My own struggles with learning German has given me new appreciation for the immigrants in my home country. While I was never such a hardliner as to say "If you're in the USA, you should speak English," I did feel strongly that newcomers should be putting their best effort forward to learn the language of their new country and that they should assimilate.

However, I never before realized the difficulty of learning a new language. Even if you're studying a language every day, and you're trying very hard to learn the language, it will be years possibly longer before you become fluent in the language.

I've made a couple big mistakes in my efforts learning the langugage. The first mistakes, is that I've found my little security net of English speakers, where I'm very comfortable. Sound familiar? The second mistake, is that I have not put my best effort into learning the new language.

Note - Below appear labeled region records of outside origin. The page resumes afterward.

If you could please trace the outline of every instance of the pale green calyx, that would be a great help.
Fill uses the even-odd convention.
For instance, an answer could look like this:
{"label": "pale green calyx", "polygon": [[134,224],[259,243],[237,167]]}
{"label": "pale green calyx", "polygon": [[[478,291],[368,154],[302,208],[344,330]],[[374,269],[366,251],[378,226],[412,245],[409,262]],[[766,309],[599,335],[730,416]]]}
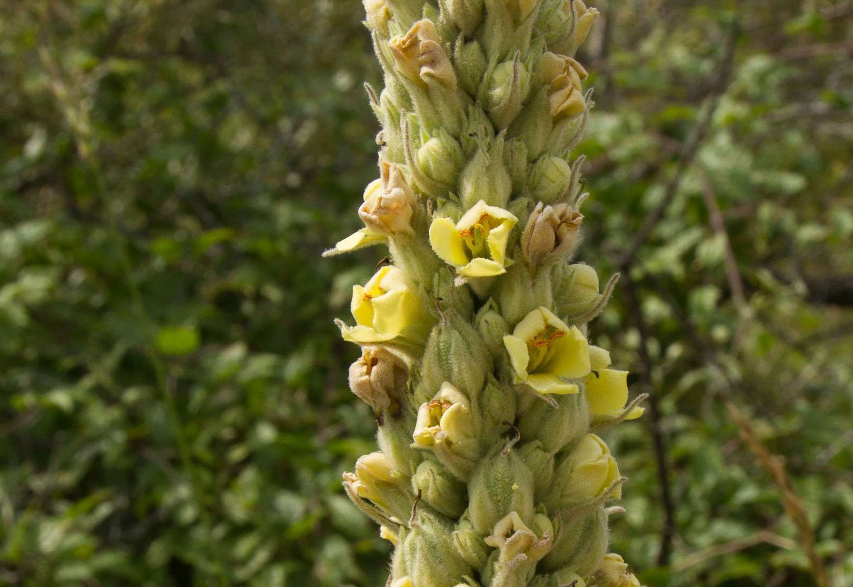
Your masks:
{"label": "pale green calyx", "polygon": [[[589,343],[616,285],[569,264],[591,102],[582,0],[363,0],[384,71],[362,227],[326,255],[388,259],[352,291],[352,392],[379,450],[344,475],[394,546],[392,587],[633,587],[608,554],[616,458],[638,417]],[[385,250],[380,254],[385,255]],[[378,259],[377,259],[378,260]],[[388,262],[390,260],[390,263]]]}

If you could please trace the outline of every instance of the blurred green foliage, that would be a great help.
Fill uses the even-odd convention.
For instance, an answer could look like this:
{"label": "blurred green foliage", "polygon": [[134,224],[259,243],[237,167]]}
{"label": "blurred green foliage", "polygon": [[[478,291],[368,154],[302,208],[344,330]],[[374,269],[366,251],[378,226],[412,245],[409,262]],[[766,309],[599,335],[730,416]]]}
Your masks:
{"label": "blurred green foliage", "polygon": [[[657,567],[647,417],[608,438],[630,477],[613,548],[649,585],[814,584],[734,393],[849,585],[853,6],[599,8],[580,260],[617,270],[715,107],[629,275],[673,552]],[[374,423],[331,321],[379,256],[319,259],[377,173],[361,10],[0,3],[0,584],[384,583],[339,488]],[[635,318],[621,288],[593,337],[641,373]]]}

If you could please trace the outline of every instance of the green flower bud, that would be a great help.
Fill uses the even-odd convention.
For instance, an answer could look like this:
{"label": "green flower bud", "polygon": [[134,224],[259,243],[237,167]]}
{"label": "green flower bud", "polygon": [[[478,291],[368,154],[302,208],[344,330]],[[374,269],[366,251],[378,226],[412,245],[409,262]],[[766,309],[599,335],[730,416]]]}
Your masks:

I can give you all kinds of excuses, from "everyone knows English here" to "I'm pregnant, and don't have the energy to learn right now." The truth though, is that I'm just completely overwhelmed by the effort it takes, and it's just easier to not put in the required effort. And I'm also hesitant about trying to speak German because I know how bad my German is, and that people rarely understand me.

Well, the very fact that I'm a mother, makes it 10 fold more important that I learn German. While a whole lot of people know English, not everyone does. As my very good friend and teacher who is fluent in both Spanish and English puts it to the Spanish speaking parents of her students, you need to learn English so you can advocate for your child. Well, I need to learn German, much for the same reason.

So while, it's a little early to make New Year's resolution, this is going to be my most important resolution. First, I'm not going to stay comfortable in my little network of English speakers. I'm joining a German speaking playgroup without any of my English speaking friends. Second, I'm going to start studying the language on a daily basis, not just when I feel like it. And third, I'm going to be willing to embarrass myself in front of fluent speakers at the supermarket, at the banks, at the post office, everywhere. Because, lets be honest, embarrassment is going to be the key to me learning the language.